A Diyarbakir, dans le sud-est de la Turquie, la jeune génération n’attend rien des élections et se dit prête à se battre pour l’indépendance.


(photo AFP)

Besra, 24 ans, a tout de l’étudiante polie et posée. Chemisier blanc et jean slim, elle reçoit dans les bureaux bien rangés de Tevger, une association de la jeunesse kurde à Diyarbakir. Sur les murs, des photos de Nelson Mandela, Gandhi et Malcom X.

Dans les armoires, des fascicules qui dénoncent «l’invasion du Kurdistan»et «la légitimité de la lutte, sous n’importe quelle forme». Besra n’espère rien de ce scrutin du 1er novembre en particulier, ni des élections en général. «Gagner des sièges au Parlement signifie que vous intégrez le système, que vous travaillez pour lui, même si vous êtes dans l’opposition. La Turquie n’est une démocratie que sur le papier. Les élections précédentes ne nous ont rien apporté, les Kurdes n’ont obtenu aucun droit en intégrant le Parlement.»

Cette défiance ne surprend pas Enise Güneyli, députée du Parti démocratique des peuples (HDP), prokurde. Agée de 28 ans, la jeune femme a été élue dans la province de Mardin lors des législatives de juin. Pour la première fois, le HDP avait obtenu plus de 10 % des voix au niveau national, privant de la majorité absolue le Parti de la justice et du développement (AKP), islamo-conservateur.

Défait et incapable de former une coalition, le président Recep Tayyip Erdogan a convoqué un nouveau scrutin le 1er novembre. «Mais bien avant cela, dès la défaite de l’AKP en juin, nous nous attendions à des provocations et à des heurts. Et nous savons qu’ils ne toléreront pas de ne pas récupérer la majorité absolue, quitte à aggraver la crise», explique la députée.

Méfiants.

Depuis fin juillet et l’attentat de Suruç, perpétré par l’Etat islamique (EI) selon le gouvernement et où 32 Kurdes ont été tués, les affrontements entre militants et forces de sécurité sont quasi quotidiens dans le sud-est de la Turquie. Le processus de paix lancé à l’automne 2012 est brisé. «Nous avons tenté de le rétablir mais l’AKP ne nous suit pas, il ne répond même pas à nos demandes», poursuit Enise Güneyli.

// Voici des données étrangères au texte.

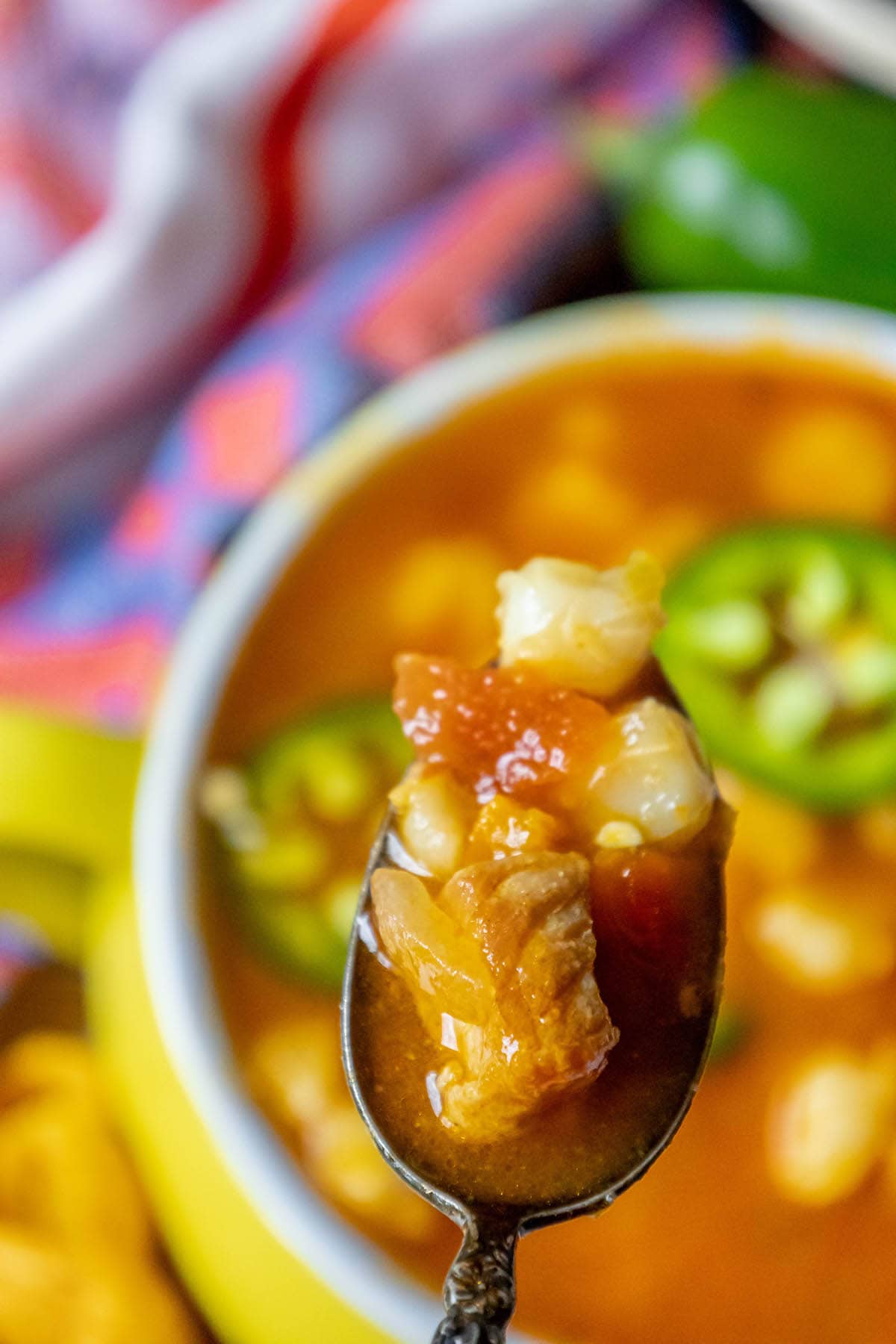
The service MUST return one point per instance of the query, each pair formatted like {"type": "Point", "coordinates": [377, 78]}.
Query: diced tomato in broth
{"type": "Point", "coordinates": [640, 912]}
{"type": "Point", "coordinates": [500, 730]}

Déterminés, méfiants vis-à-vis de la démocratie turque, les jeunes militants kurdes se radicalisent. Eux qui ont grandi lors de la guerre démarrée en 1984 entre le PKK et l’armée, sont aujourd’hui plus revendicatifs que leurs parents. Les membres de Tevger ne veulent pas de l’autonomie pour laquelle se sont battus leurs aînés : ils réclament l’indépendance.

«Nous devons réveiller notre nation. Tous les Kurdes devraient être favorables au séparatisme. L’autonomie n’est pas suffisante et c’est de toute façon une question qui aurait dû se régler au Parlement. Nous sommes prêts à prendre les armes, mais pour l’indépendance», explique Roger Çaxer, 25 ans, l’un des responsables de Tevger.

Omer (1), 18 ans, tee-shirt sale et bras tatoués, est déjà passé à la rébellion armée. Il est sorti de prison au printemps après avoir purgé une peine de neuf mois pour «appartenance à un groupe terroriste». «Je pourrais bien y retourner bientôt, je dois encore passer en jugement», explique-t-il dans un café du centre de Diyarbakir.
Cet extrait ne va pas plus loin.